ST. PETERSBURG, January 25. /TASS/. St. Petersburg’s historians presented a book North’s Images, which unites images of northern themes in porcelain collections, photographs, paintings, and posters from St. Petersburg’s museums.
The authors are historians from the Hermitage, Russian Museum, the City Historical Museum and from St. Petersburg’s University. The book would be a part of a nine-volume series "North’s Development: Thousand Years of Success," devoted to the North’s development - from the museum point of view. This project was initiated and continues with support from the Norilsk Nickel Company (Nornickel) in cooperation with museums from Russian cities - Veliky Novgorod, Moscow, St. Petersburg, Vyborg, Omsk, Perm, Salekhard, Murmansk, Arkhangelsk, Krasnoyarsk and Norilsk.
"Every city, participating in the project, at first opens an exhibition and then publishes a book. The project has been implemented already in Veliky Novgorod and Moscow, and St. Petersburg is the third, it will be followed by Vyborg, Omsk, Perm, Murmansk, Arkhangelsk, Krasnoyarsk and Norilsk," Nornickel’s project director and head of the company’s humanitarian projects Yulia Kantor told TASS. The project would continue to 2019 - by that time the country’s biggest libraries and museums will receive all the nine volumes.
Veliky Novgorod’s book and exhibition told about first Russian expeditions to the North; the Moscow part told about first maps of the northern territories, about how they were etched and where they were printed. The volume, prepared by St. Petersburg, tells about the turning points in development of the North.

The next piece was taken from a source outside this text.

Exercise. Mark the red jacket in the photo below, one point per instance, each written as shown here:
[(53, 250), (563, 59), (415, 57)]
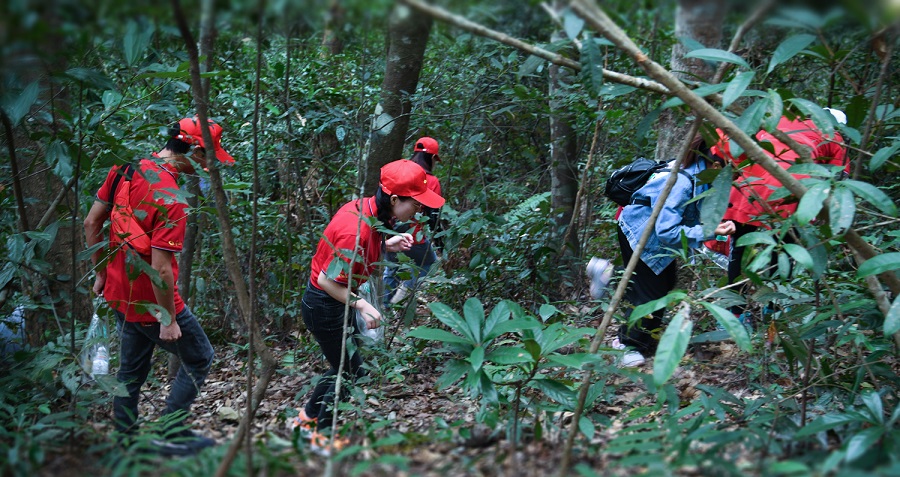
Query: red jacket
[(754, 183)]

The most popular character in St. Petersburg’s part is the polar bear. The exhibition, and after it - the book, demonstrated images of that animal on porcelain plates, its first ever photographs, taken by members of the first polar expeditions. The Arctic Images’ conception author Irina Karpenko explained to TASS why images of the North and polar bear were used actively in advertising and printed materials in the late XIX - early XX centuries. According to her, the booming economic growth brought many Russian companies to European markets, and the businesses wanted to have clearly impressive images.
"The word ‘North’ and the polar bear’s images became very popular in the trade in the late XIX - early XX centuries, as many Russian companies accessed the European markets then. If a Russian company wanted to make clear its product comes from Russia and it is of high quality, it wanted to use in Europe the well-known Russian images. Those are winter, those are bears, and beautiful young women," the expert said. Images of Russia as a northern country became "a part of the Russian identity," she continued, and thus were used in advertising very actively at that time.
Along with the book for adult readers, the St. Petersburg historians wrote a book for children. "We were overwhelmed while working on the exhibition, and instead of elementary coloring pages, which we usually prepare for our exhibitions, we wrote another book," she said.
The children’s book has ten chapters, where kids learn history from stories, narrated by a polar bear. One of the stories is about the Ursa Major constellation, which name means Great Bear in Latin. The little readers also learn about perfume with northern names, and other stories.